Legal Scholars Predict Increase in Executions
LOS ANGELES
THE United States Supreme Court's unprecedented action in the Robert Alton Harris case symbolizes a hardening stand on capital-case appeals that holds major implications for the nation's 2,500 people on death row.
While few predict a sudden surge in executions, experts say the court's growing impatience with multiple and last-minute petitions by condemned killers and a backlog of capital cases moving through the system means a likely increase in the number of prisoners put to death in the 1990s.
At the same time, the Harris case has resolved some major legal issues surrounding the death penalty and removed the psychological barrier to executions in a state that has the second-highest death-row population.
"It has significant implications partly because the Supreme Court gave such a strong signal of impatience with the Ninth Circuit Court of Appeals," says Laurence Tribe, a professor of constitutional law at Harvard University. "That clearly is going to give people second and third thoughts before anything resulting in this sort of maneuvering...."
In a duel rare in judicial history, a faction of largely liberal judges connected with the US Ninth Circuit, a federal appeals court in the West, maneuvered behind the scenes in the nocturnal hours of Monday and Tuesday seeking to give every conceivable issue raised in the Harris case a fair hearing. The actions resulted in the delay of the execution for six hours, but eventually the Supreme Court overturned each stay and delivered, in the end, an unprecedented ruling forbidding any federal court from fu rther meddling in the execution.
The pointed rebuke was just the latest sign of the high court's weariness over what it believes are unwarranted delays in deciding capital appeals. In recent years, the justices have issued several decisions sharply restricting the ability of condemned prisoners to bring challenges after first-round appeals are exhausted in state courts.
They have held, among other things, that prisoners can't bring more than one challenge except in certain circumstances, such as to show actual innocence.

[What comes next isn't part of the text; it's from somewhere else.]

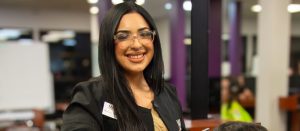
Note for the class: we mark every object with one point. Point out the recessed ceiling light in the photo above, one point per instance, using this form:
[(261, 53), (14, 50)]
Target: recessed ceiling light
[(117, 1), (168, 6), (256, 8), (94, 10), (140, 2), (187, 5), (293, 8), (92, 1)]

In considering Harris's last claim - that death by the gas chamber is cruel and unusual punishment - the tribunal said the appeal could have been brought more than a decade ago and noted pointedly that there was no good reason for the last-minute "abusive" delay.
"I think the very clear message is, let's get on with it," says Gerald Uelman, dean of the Santa Clara University School of Law. "Let's get on with the killing. We are not going to have much patience with last-minute delays."
Death-penalty supporters have been heartened by the Supreme Court's actions. Even before the wee-hour reprieves temporarily granted by members of the Ninth Circuit, proponents had come to view the Harris case, after 14 years in the courts, as the epitome of what is wrong with the judiciary's handling of capital cases - too many "frivolous" and last-minute petitions.
Opponents, though, view the acceleration of the appeals process as a recipe for mishandling cases and the possibility of people being executed who shouldn't be.
To many scholars, the phone and fax duel between judges in the West and Washington, D.C., in the Harris case underscores how politicized the judiciary is becoming on the issue of capital punishment.
Moreover, as the pressure builds to process cases more quickly, the ambivalence that exists in the judiciary and has produced the most visible defiance in the Ninth Circuit may produce even greater clashes.
"I think there is a real potential for conflict," says Franklin Zimring, a law professor at the University of California at Berkeley.
Nor is the debate confined to the court system. In the aftermath of the Harris case, death penalty supporters are renewing their push in Congress to streamline the federal appeals process.
Many scholars say the changes in procedures, coupled with the growing numbers of capital cases moving through the system, will lead to more executions in the future. Up to now, the numbers have remained stable - usually less than two dozen a year.
"We are going to have the spigot open soon," says John Poulos, a law professor at the University of California at Davis.
Others are more skeptical. Bruce Fein, a constitutional lawyer and death-penalty supporter in Washington, D.C., says juries are not clamoring to impose death sentences and plenty of legal safeguards and avenues for clemency are still built into the process.